Roots of Terror
States can define ‘terrorism’ however they want, collapsing groups that have genuine grievances against the government in with groups like Al Qaeda,” said political science faculty member Ray Seidelman during the six-part fall discussion series, “The United States, Iraq, and the World: Perspectives on the ‘War on Terrorism,” that he helped organize. “To deal with the very real threat of terrorism, we have to deal with its complexity. We must distinguish between terrorism and valid dissent.”
The series was sponsored by the social science faculty and the Office of the Dean of the College. Each of the panels addressed the repercussions of current U.S. foreign policy on a particular region of the world: the Middle East, Israel and Palestine, Asia, Latin America and Africa, and North America and Europe.
Faculty and guest speakers alike asserted that in countries around the world, governments are using the “war on terrorism” to justify violence against domestic political opposition, threatening the struggle for democracy and human rights. In one example, geography faculty member Joshua Muldavin suggested that the Chinese government borrowed President Bush’s anti-terrorist rhetoric to crack down on Muslim separatists in a western province. The U.S., said Muldavin, supported China’s move to label the obscure movement as terrorist, even though there is little proof tying it to violence. The group wants its region to be freed from Chinese rule; that, it seems, is enough to warrant the terrorist label.
Muldavin stressed that it is important to appreciate the context and history of opposition groups: “You can’t take resistance movements with different histories and backgrounds and lump them all together.” Even pro-democracy groups get caught up. In Zimbabwe, recounted political science faculty member Elke Zuern, six journalists who have reported on pro-democracy organizers were imprisoned by the government. The journalists’ crime? “Abetting terrorists.” Terrorism, Zuern said, is often in the eye of the beholder: Nelson Mandela was called a terrorist, not a political prisoner, during his long imprisonment in South Africa—not even Amnesty International took issue with the label.
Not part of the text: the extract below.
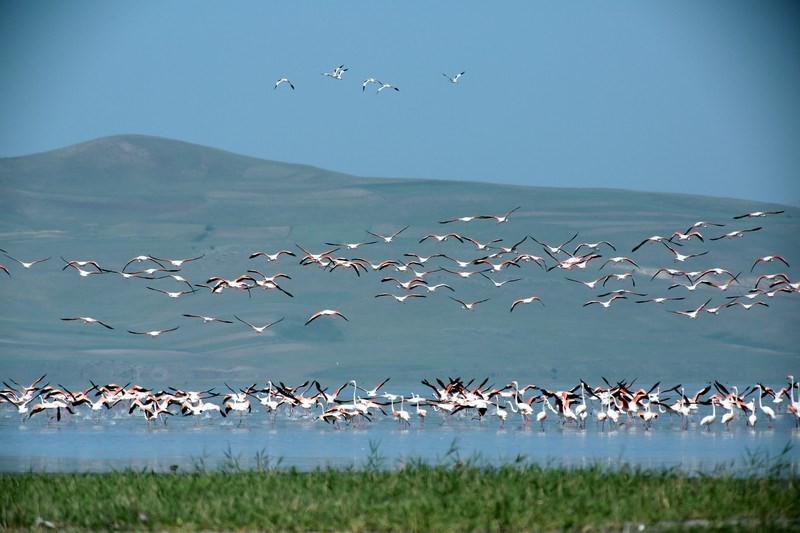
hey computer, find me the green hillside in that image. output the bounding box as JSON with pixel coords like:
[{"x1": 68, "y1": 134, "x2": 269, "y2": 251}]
[{"x1": 0, "y1": 135, "x2": 797, "y2": 391}]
Kasturi Ray (literature) and Monica Varsanyi (political science) argued that government-sanctioned racial profiling and new laws that curtail constitutional rights have endangered Arab-Americans, people who look like Arab-Americans, and immigrants of all stripes. They claimed that members of these communities are unable to speak out against perceived human rights violations for fear of governmental persecution. What should concerned citizens do? “Americans who are unmarked,” said Muldavin, “those who—by virtue of their race, citizenship or economic status—are not as vulnerable to suspicion, need to take up the battle against injustice.”
In another lecture, guest speaker Guillermo Ferrió, a Cuban labor organizer, contended that social inequality and lack of education are the roots of terrorism. He contended that terrorism will not end until these underlying causes are addressed.
Seidelman maintained that the discussion series itself was one antidote to both authoritarianism and terrorism. “These panels are firmly within the democratic tradition,” he said. “Public debate and the upholding of democratic ideals are our best instruments to fight real terrorism.” Commented Dean of the College Barbara Kaplan: “This discussion series helped students link what they’ve learned in class to what is happening in the real world. These are issues of life and death for people around the world; but without being informed, people cannot take action.”